The conference focussed on the Marches Mosses BogLife Project, a collaboration between Natural England, Natural Resources Wales and Shropshire Wildlife Trust to restore the internationally important bog habitat occurring at Fenn’s, Whixall, Bettisfield and Wem Mosses National Nature Reserves on the border with Wrexham.
More than 200 natural wetland hollows pepper the landscape in north Shropshire, Wrexham County Borough, West Staffordshire and Cheshire. A legacy of the glacial retreat 8000 years ago they are known as the Meres and Mosses. Some occur as lakes and are known as “Meres” and the others are peat filled and known as “Mosses.”
The Marches Mosses BogLife project, which is set to finish later this year, has worked to protect and improve the four vital peatland habitats, in Shropshire and over the border in Wrexham County Borough in Wales.
Harper Adams University Lecturer in Wildlife Conservation, ELM and Zoology Dr Julia Casperd hosted the conference alongside Harper Adams Reader in Soil Ecology Dr Simon Jeffery – with the day examining the best ways to manage these unique ecosystems.
Dr Casperd said: “The aim of the conference was to report on the success of the EU and National Heritage Lottery funded restoration program at the Meres and Mosses but also to highlight the importance of managing lowland peatlands across the UK to maximise carbon sequestration, whilst protecting their existing carbon stores; and improving the ecosystem services of these red listed habitats.
“The main objectives, therefore, were to identify best practice in restoring these peatland environments, many of which are located on farmed land, and to explore the drivers and barriers to their sustainable management.”
Among the speakers at the event were Robert Duff and Sophie Laing from the Marches Mosses BogLIFE Project, Scott Kirby, Future Farm Manager from Harper Adams University, Dr Brown and Kate Mayne from the North Shropshire Farmers Group, as well as Professor Fred Worrall from Durham University and Dr Chris Field from The Manchester Metropolitan University and Renee Kerkvliet-Hermans from the IUCN UK Peatland Programme.
Dr Casperd added: “The conference attracted an eclectic face to face and online audience from academia and across the agriculture sector, including a number of Shropshire farmers - and various conservation organisations.
“This provided a diverse forum for the workshops in the afternoon which focused on discussing the social and economic drivers to restoring lowland peatlands for carbon and biodiversity and the future direction of evidence and policy.”
Jordan Davies, Marches Mosses Digital Communications Officer, said: “"The conference was received very well and served as a great opportunity to collaborate with agricultural, academic and conservation groups.
“It was a key chance to emphasise the importance of our peatlands, while discussing best practice in how to protect and restore them."
Both Dr Casperd and Dr Jeffery hosted a workshop in the afternoon sessions – with Dr Jeffery focusing upon best practice for carbon storage and sequestration and Dr Casperd on best practice for nature and ecosystem services.

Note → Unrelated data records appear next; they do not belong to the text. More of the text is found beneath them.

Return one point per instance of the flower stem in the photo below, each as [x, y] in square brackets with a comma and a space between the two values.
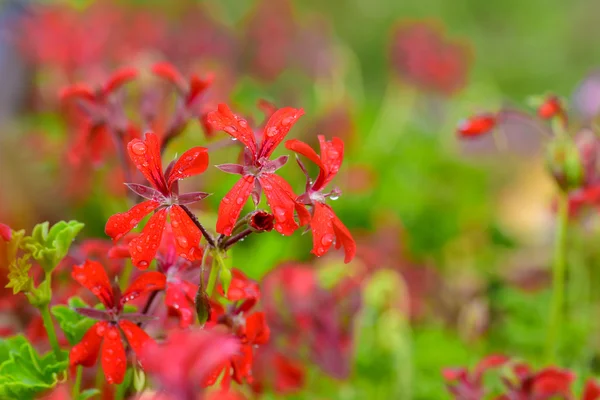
[49, 326]
[77, 384]
[558, 278]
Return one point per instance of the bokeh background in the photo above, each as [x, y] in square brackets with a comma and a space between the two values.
[454, 237]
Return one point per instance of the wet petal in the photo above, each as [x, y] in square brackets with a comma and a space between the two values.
[143, 248]
[119, 224]
[277, 128]
[232, 204]
[92, 276]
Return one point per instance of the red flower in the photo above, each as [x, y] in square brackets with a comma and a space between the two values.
[325, 225]
[477, 125]
[258, 170]
[192, 355]
[251, 330]
[106, 335]
[164, 197]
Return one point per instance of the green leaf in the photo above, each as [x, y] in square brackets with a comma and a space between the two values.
[23, 372]
[73, 324]
[50, 245]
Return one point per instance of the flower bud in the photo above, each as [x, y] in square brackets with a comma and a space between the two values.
[261, 221]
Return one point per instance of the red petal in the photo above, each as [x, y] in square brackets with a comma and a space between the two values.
[277, 128]
[168, 72]
[281, 199]
[224, 120]
[143, 248]
[257, 331]
[192, 162]
[92, 276]
[344, 239]
[178, 302]
[477, 125]
[591, 391]
[5, 232]
[232, 204]
[136, 337]
[86, 352]
[304, 149]
[114, 360]
[148, 282]
[119, 224]
[77, 91]
[119, 78]
[322, 229]
[146, 157]
[332, 154]
[187, 235]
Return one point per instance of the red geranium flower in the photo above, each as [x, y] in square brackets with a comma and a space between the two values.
[106, 334]
[325, 225]
[251, 330]
[258, 170]
[164, 197]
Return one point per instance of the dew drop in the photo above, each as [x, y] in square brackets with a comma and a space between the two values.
[139, 148]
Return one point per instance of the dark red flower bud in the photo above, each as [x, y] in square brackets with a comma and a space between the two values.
[261, 221]
[477, 125]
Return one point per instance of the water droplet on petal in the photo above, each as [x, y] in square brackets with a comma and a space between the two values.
[139, 148]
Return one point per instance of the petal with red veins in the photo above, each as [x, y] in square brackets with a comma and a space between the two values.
[86, 352]
[231, 205]
[145, 154]
[119, 224]
[277, 128]
[322, 228]
[119, 78]
[192, 162]
[177, 301]
[148, 282]
[281, 199]
[92, 276]
[114, 360]
[143, 247]
[257, 330]
[5, 232]
[304, 149]
[332, 155]
[344, 239]
[187, 235]
[136, 337]
[224, 120]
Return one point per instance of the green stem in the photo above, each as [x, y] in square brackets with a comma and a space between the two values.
[77, 384]
[49, 325]
[558, 278]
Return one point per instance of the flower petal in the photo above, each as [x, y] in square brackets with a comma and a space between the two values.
[136, 337]
[232, 204]
[302, 148]
[119, 78]
[277, 128]
[224, 120]
[332, 155]
[344, 239]
[187, 235]
[143, 247]
[92, 276]
[86, 352]
[119, 224]
[178, 303]
[322, 229]
[145, 154]
[192, 162]
[114, 360]
[281, 199]
[148, 282]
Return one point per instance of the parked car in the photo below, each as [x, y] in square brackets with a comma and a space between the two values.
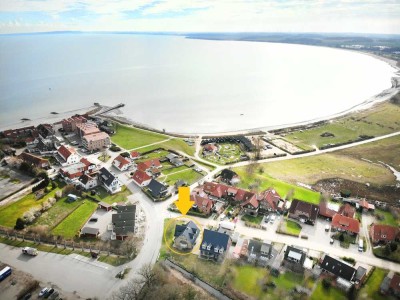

Marches Mosses Project Manager Robert Duff said: “Healthy peatlands are remarkable in the services they provide to society, which includes wildlife habitat, carbon storage, drinking water filtration, flood prevention, historical archive, grazing land and recreational areas.
“Although 85 per cent of England’s peatlands are currently damaged and degraded, encouragingly through this project we have been able to demonstrate that through concerted restoration it’s possible to restore these functions once more to these special places.”
Dr Casperd added: “From the concluding remarks of CEO of Shropshire Wildlife Trust, Richard Grindle, it was evident that there were many important take home messages from this conference - which will be published later in a technical publication.
“But the consistent, and overarching theme coming out of the discussions between the conference participants was the urgent need for farmers, the agriculture sector, conservation organisations and government bodies to work more closely together; with a common aim of sustainable restoration which also facilitates food production through regenerative farming.”